Однажды за рюмкой мой пьяный коллега из Азербайджана проговорился, что такая операция в Баку обходится ворюгам от трехсот до четырехсот тысяч рублей — сумма совершенно дикая. Но это юг. Следователь Алибабаев на моем месте уцепился бы за такое предложение и начал бы торговаться. Следователь Завгородин лишь иронически улыбнулся и процедил:
— Вот спасибо. Оценили мою душу в семьдесят тысяч.
— Можно и о ста тысячах поговорить, — кинул вдогонку Григорян.
— Советский следователь. Облико морале.
— Э, я же говорил — совсем глупый…
ВЛАСТИ ПРЕДЕРЖАЩИЕ ТОЖЕ ПЛАЧУТ
С утра пораньше прокурора, всех шишек из УВД и нашей конторы вызвали в облисполком на какое-то заседание по борьбе с преступностью.
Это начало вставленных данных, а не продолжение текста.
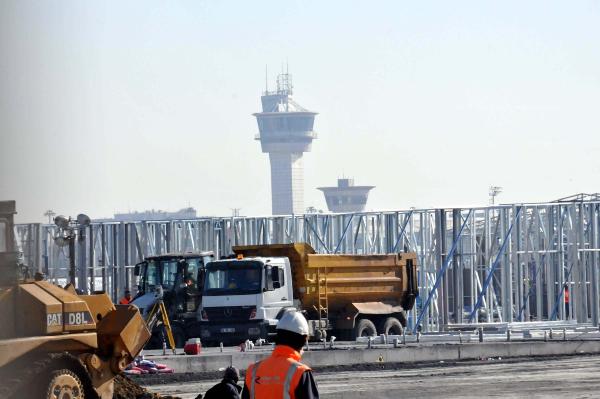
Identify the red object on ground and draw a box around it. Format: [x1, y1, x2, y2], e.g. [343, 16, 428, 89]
[183, 338, 202, 355]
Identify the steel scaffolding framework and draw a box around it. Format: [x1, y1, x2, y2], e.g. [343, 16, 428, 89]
[15, 201, 600, 331]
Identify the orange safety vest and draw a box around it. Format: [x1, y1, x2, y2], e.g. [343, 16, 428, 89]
[245, 345, 310, 399]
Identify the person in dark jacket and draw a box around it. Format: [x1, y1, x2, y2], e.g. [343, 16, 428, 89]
[203, 367, 242, 399]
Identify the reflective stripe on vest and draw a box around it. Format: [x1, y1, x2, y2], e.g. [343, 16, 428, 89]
[283, 362, 300, 399]
[249, 362, 302, 399]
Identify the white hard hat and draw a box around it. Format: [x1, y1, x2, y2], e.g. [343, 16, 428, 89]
[277, 310, 308, 335]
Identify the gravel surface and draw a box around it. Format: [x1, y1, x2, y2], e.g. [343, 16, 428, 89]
[136, 355, 600, 399]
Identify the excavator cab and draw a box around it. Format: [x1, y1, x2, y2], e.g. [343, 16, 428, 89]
[133, 252, 214, 319]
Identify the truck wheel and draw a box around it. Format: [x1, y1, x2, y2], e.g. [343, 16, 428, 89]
[379, 317, 403, 335]
[45, 369, 84, 399]
[354, 319, 377, 339]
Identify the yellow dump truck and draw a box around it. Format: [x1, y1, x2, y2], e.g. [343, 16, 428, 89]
[0, 201, 150, 399]
[200, 243, 418, 343]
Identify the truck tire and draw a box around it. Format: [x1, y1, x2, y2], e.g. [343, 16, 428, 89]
[354, 319, 377, 339]
[379, 317, 403, 335]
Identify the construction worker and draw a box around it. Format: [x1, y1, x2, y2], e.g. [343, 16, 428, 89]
[119, 290, 131, 305]
[242, 311, 319, 399]
[565, 284, 569, 319]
Воспользовавшись временным безвластием, а также отсутствием срочных дел, мы заперлись в кабинете у нашего следователя Вальки Миронова и принялись закалять волю для идеологических битв, изучать лицо врага.
Миронов уже четыре месяца боролся с видеозаразой, культом секса и насилия… У него в производстве было четыре дела по видеовредителям. Вместе с делами у него оказалось шесть видеомагнитофонов и четыре японских телевизора, а также штук триста кассет. Одна видеодвойка пристроилась в углу его кабинета, и теперь у него по вечерам толпились коллеги.
В широком кинопрокате западных фильмов были считанные единицы, да и те сильно подрецензированы — по линии идей и эротики. Заморская заоблачная жизнь народ интересовала ужасно. Детективов, фантастики практически не было ни в кино, ни в литературе, а об ужастиках вообще можно было только мечтать. Показ, даже частичный, обнаженной женской груди считался верхом разврата. Появление видеомагнитофонов стало шоком. Открылась дверь в какой-то загадочный, притягательный голливудский мир. В патриархально-тихий идеологический омут вломился терминатор-ниндзя с гранатометом по одну руку и с голой девкой — по другую.
Особую «ненависть» у посетителей Валькиного кабинета вызывали эротические фильмы — их смотрели чаще других с нарастающим душевным негодованием. «Эммануэль», «Греческая смоковница» были причислены тогда к разряду подсудных лент. Дабы лучше рассмотреть мурло врага, некоторые фильмы просматривались по несколько раз. В то утро мы осваивали «Калигулу». По ходу, будучи в благостном и демократическом состоянии духа, я припомнил Миронову томящихся в застенках несчастных видеоманов. Он только пожал плечами и показал мне сложенную газетную вырезку.
— А я что? Вон заместитель Генерального прокурора Шишков что говорит. Зачитываю. «Под влиянием видеолент люди перерождаются, начинают путать черное с белым. Порнографические фильмы и ленты с пропагандой насилия освобождают человека от внутреннего контроля, приводят к размыванию нравственных ценностей»… Это прямо про тебя с Норгулиным. Насмотрелись тут у меня вещественных доказательств.